El barrio por el que caminaba ahora era más oscuro, más solitario. Las casas tenían rejas oxidadas y jardines descuidados. La calle desembocaba en un callejón estrecho que Valeria conocía de memoria: era el atajo para llegar a su casa en la urbanización contigua. Muchas veces lo había cruzado de día, sin problemas. De noche era otra cosa, pero después del susto no quería dar un rodeo de media hora. Quería llegar a casa, meterse en su cama y olvidar esa noche horrible.

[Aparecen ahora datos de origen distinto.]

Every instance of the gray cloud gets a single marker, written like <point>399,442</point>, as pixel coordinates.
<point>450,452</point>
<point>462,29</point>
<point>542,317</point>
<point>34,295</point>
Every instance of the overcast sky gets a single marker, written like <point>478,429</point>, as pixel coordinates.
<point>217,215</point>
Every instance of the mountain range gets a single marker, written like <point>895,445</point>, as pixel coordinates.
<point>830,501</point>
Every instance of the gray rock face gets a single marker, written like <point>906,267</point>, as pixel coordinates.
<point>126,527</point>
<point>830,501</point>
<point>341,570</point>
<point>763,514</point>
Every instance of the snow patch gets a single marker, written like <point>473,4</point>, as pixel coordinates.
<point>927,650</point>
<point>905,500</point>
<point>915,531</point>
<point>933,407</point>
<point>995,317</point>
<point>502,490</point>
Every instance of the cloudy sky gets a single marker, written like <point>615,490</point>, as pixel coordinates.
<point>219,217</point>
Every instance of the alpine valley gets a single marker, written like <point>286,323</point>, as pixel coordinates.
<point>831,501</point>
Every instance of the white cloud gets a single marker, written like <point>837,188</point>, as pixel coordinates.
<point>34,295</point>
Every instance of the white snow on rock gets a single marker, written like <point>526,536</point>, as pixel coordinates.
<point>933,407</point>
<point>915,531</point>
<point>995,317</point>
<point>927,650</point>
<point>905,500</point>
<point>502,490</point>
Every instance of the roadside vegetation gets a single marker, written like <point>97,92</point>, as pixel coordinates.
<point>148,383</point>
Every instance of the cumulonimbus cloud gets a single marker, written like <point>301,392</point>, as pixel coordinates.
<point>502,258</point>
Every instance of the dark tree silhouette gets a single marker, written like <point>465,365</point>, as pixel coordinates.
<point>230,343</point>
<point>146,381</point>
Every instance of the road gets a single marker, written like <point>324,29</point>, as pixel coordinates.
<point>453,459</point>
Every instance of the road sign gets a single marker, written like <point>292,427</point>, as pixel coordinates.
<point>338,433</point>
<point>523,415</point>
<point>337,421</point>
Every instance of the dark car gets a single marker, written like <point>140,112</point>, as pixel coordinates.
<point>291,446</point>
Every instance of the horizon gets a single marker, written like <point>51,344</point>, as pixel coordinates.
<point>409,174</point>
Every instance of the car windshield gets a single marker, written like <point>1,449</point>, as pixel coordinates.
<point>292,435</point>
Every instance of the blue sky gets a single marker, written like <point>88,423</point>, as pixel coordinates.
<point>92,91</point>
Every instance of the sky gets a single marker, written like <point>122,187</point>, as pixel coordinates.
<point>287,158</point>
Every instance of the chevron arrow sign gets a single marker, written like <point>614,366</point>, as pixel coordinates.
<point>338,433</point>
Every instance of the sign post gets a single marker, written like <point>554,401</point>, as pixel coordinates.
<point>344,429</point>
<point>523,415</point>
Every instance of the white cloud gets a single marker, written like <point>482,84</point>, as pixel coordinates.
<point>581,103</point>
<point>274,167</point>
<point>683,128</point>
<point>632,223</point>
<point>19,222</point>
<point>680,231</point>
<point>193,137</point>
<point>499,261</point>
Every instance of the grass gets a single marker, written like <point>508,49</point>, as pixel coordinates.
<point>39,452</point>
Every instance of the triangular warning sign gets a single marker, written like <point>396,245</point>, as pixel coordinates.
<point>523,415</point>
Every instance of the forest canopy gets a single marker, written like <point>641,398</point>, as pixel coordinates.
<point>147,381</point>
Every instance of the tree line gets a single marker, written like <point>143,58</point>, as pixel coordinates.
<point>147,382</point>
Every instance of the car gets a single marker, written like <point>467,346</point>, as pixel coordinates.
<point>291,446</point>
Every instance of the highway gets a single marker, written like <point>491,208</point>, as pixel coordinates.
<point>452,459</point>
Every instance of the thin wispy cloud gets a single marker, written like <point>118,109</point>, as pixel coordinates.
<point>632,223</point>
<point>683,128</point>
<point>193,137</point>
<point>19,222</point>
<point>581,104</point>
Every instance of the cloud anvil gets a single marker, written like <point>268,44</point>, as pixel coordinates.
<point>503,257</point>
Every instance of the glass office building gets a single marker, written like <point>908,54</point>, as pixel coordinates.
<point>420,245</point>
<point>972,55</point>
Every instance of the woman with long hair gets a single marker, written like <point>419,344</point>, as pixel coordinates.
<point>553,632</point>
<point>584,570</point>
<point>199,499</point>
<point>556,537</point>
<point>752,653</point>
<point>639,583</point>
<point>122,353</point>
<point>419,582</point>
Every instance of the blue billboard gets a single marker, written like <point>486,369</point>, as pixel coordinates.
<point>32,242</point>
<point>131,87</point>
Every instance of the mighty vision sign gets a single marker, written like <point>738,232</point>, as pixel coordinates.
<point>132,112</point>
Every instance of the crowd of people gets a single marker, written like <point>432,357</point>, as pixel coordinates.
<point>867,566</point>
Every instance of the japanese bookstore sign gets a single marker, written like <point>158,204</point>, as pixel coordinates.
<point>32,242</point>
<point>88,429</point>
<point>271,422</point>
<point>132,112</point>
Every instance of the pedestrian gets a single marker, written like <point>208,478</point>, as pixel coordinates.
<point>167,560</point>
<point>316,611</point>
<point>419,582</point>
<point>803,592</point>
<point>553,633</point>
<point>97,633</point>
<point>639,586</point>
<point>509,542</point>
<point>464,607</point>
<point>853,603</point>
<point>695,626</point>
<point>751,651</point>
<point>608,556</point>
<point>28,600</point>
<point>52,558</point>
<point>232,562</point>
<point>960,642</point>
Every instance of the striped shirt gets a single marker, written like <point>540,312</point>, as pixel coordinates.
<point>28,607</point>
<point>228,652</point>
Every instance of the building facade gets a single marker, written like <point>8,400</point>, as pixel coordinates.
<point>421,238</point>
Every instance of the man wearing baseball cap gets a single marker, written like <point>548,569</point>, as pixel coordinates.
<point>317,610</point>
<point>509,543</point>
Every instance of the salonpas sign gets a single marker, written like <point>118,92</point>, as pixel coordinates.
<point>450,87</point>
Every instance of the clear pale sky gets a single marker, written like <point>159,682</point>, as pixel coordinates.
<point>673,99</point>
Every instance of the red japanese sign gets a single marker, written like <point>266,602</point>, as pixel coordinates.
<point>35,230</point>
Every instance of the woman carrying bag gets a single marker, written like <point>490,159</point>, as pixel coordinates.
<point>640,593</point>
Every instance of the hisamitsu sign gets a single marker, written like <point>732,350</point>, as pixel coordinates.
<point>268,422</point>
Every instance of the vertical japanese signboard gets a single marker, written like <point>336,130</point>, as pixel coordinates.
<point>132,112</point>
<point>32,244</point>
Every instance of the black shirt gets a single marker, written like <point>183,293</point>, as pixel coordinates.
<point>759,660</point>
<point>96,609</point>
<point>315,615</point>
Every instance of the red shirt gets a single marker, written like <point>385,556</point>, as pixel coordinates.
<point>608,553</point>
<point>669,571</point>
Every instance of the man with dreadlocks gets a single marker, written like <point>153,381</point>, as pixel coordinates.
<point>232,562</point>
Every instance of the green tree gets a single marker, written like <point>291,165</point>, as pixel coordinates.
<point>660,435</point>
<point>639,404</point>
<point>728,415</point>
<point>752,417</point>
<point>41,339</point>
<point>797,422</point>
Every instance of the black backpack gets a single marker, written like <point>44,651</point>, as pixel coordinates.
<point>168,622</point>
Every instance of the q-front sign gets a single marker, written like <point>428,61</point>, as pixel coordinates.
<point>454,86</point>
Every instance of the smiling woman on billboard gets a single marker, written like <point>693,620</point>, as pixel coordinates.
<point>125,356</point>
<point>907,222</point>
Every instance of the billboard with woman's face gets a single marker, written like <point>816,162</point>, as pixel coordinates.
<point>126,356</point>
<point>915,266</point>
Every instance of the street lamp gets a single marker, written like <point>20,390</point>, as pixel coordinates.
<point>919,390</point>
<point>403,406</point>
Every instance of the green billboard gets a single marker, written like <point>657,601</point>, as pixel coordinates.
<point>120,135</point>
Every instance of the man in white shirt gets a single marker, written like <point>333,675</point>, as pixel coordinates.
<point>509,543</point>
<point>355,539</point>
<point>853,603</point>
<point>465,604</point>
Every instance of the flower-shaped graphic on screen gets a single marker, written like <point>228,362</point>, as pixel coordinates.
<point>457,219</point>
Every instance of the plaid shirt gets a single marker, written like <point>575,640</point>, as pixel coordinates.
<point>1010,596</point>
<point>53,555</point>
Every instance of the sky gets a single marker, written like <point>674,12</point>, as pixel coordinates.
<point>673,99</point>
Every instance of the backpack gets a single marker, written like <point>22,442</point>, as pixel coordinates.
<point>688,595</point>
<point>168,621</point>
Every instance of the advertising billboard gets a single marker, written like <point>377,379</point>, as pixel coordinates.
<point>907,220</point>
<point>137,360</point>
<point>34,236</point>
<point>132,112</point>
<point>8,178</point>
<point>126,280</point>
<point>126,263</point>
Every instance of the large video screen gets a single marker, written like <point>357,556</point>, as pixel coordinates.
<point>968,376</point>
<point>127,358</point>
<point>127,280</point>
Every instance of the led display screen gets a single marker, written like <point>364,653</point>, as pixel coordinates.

Respiró hondo, se arregló el vestido y se adentró en el callejón. La penumbra era espesa, solo rota por el resplandor lejano de un farol parpadeante. Valeria avanzó con pasos rápidos, atenta a cada sombra, maldiciéndose por no haber aceptado el coche de su padre. Diez metros, veinte, treinta. La salida del callejón estaba cerca, solo faltaban unos pocos metros.
Entonces escuchó unos pasos.
No eran los pasos de los muchachos de la fiesta. Eran otros. Más lentos, más pesados, como si alguien arrastrara los pies con deliberada parsimonia. Valeria se detuvo en seco y miró hacia atrás. Al final del callejón, justo donde ella había entrado, se recortaba una silueta masculina. Alta, ancha de hombros, inmóvil. No la llamó. No se movió. Solo estaba allí, observándola.